Esse movimento é reforçado pela transformação da base produtiva brasileira. O declínio da indústria, outrora motor de empregos qualificados, coincide com a ascensão do agronegócio. Mas este, embora estratégico na geração de renda e exportações, é cada vez mais intensivo em tecnologia, e não em mão de obra. Sem indústria nem campo capazes de absorver grandes contingentes, resta ao setor de serviços acolher milhões de trabalhadores, em sua maioria desqualificados. O resultado é um retrato preocupante, no qual, apesar das atuais baixas taxas de desemprego, milhões de desempregados convivem com uma realidade de subocupação, compondo um exército de vulneráveis. O Bolsa Família, nesse contexto, ajuda a minimizar o problema, mas não resolve estruturalmente a questão das baixas remunerações por falta de qualificação, um dos problemas centrais de nossa economia. Sem qualificação, não tornamos complexa nossa produção, girando em círculos durante décadas sem que o País consiga vislumbrar ascender à elite dos países desenvolvidos.

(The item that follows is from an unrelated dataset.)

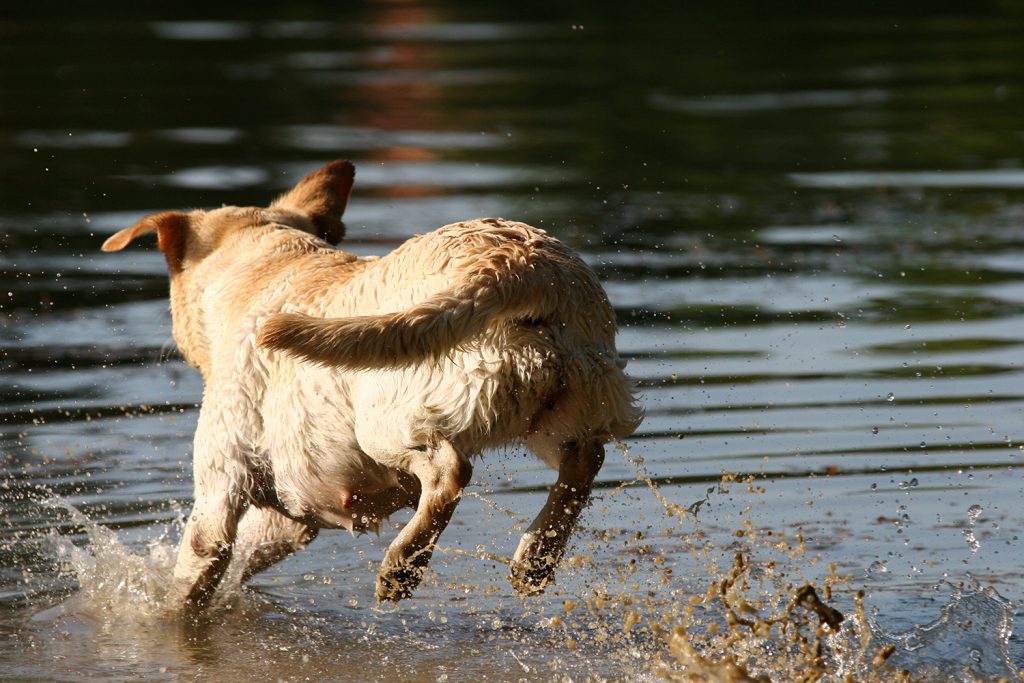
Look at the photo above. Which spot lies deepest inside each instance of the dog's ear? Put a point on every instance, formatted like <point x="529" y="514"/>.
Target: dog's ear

Nesse contexto, a ideologia do empreendedorismo atua como bálsamo e veneno. De um lado, estimula criatividade, autonomia e autodesenvolvimento. De outro, mascara a desigualdade estrutural, transformando a sobrevivência em um teste darwinista de adaptação individual no qual prevalece a lógica do vença ou desapareça. Ao invés de solidariedade, reforça-se o individualismo. Em vez de cooperação, a competição predatória.
A transição do capitalismo industrial para o capitalismo de serviços e plataformas digitais, agora potencializada pela inteligência artificial, não é apenas econômica, é civilizatória. O desafio não está apenas em criar empregos, mas em repensar as bases de proteção social e reconstruir, em novas condições, as entidades de representação dos trabalhadores. A fragmentação das relações de trabalho exige organizações mais flexíveis, capazes de dialogar com múltiplas formas de vínculo e novas categorias profissionais.
Para o Brasil, dois caminhos se impõem. No curto prazo, a manutenção e qualificação dos programas sociais de apoio à renda básica, capaz de oferecer dignidade mínima aos milhões que, estruturalmente, não encontrarão lugar no mercado formal. No médio e longo prazo, a aposta inescapável é na educação. Não uma educação retórica, mas um projeto robusto, voltado para as competências do século XXI, com densidade tecnológica, humanística e cidadã.
Aos trabalhadores, restará, sim, um percurso mais solitário e arriscado. Mas não é inevitável que ele seja desamparado. A escolha é coletiva: ou entregamos o futuro à lógica selvagem da sobrevivência dos mais adaptados, ou construímos um pacto social renovado, que concilie inovação com proteção, autonomia com solidariedade. O destino, afinal, não precisa ser apenas individual.